The numbers for the Index of Industrial Production (IIP) for August 2009, released yesterday, reinforce the perception that the recovery is gaining strength. The June numbers provided the first sign of a better-than-tepid recovery, with the index showing 8.2 per cent growth (up from 2.1 per cent in May). In July, both the overall index and the manufacturing sector, which comprises about 80 per cent of the index, grew by a reasonably healthy 6.8 per cent (now revised to 7.2 per cent) over July 2008. The August numbers are significantly more buoyant, with the overall index growing by 10.4 per cent over August 2008 and the manufacturing sector coming in a shade lower at 10.2 per cent. This takes growth in the index for the June-August 2009 period to 8.6 per cent, which should set at rest any doubts that remain about the strength of the recovery. In the same three months of 2008, growth had averaged no more than 4.5 per cent. Then, the business cycle was turning down; now it is clearly turning up. The coming months could well see accelerated growth, helped by the low base of the corresponding months in 2008.

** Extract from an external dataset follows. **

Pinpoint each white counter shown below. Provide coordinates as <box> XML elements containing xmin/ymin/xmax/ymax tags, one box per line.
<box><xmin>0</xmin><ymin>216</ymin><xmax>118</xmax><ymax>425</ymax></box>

It is reassuring that the recovery is broad-based. Fourteen of the 17 segments of the manufacturing sector saw growth during August 2009, with seven of these 14 registering double-digit growth. The largest segment, Chemicals, accounting for almost 14 per cent of the index, grew by 14.7 per cent. Two important segments, Transportation Equipment and Machinery & Equipment, grew by 13.8 per cent and 14.2 per cent, respectively. The former’s numbers are borne out by data from the automobile industry, which indicate that long waiting lists are forming for some popular models. Most striking is the very significant turnaround in Textile Products, which includes garments. Badly hit by the fall in exports over the past several months, this segment clocked a 16.4 per cent growth rate over August 2008. Exports may have recovered slightly, but the bulk of this turnaround is attributable to a recovery in domestic demand. From the use-based perspective, Consumer Durables continued their remarkable run of the past few months, showing 22.3 per cent growth during August. This has generally been attributed to the increased spending power provided by the Pay Commission. Since the pay hikes are still being rolled out across state government and other public sector employees, the contribution of this segment to overall growth is likely to persist for some time.
From a policy perspective, the August numbers are both a relief and a challenge. For the finance ministry, buoyancy in production should increase excise tax revenues and the higher profitability that these numbers suggest will contribute to increases in direct tax collections. On the other hand, the Reserve Bank of India could well be on the threshold of raising interest rates and reining in liquidity. There are few expectations that this will be done during the next quarterly announcement, scheduled for end-October, but numbers like this may strengthen the case that sooner is better than later.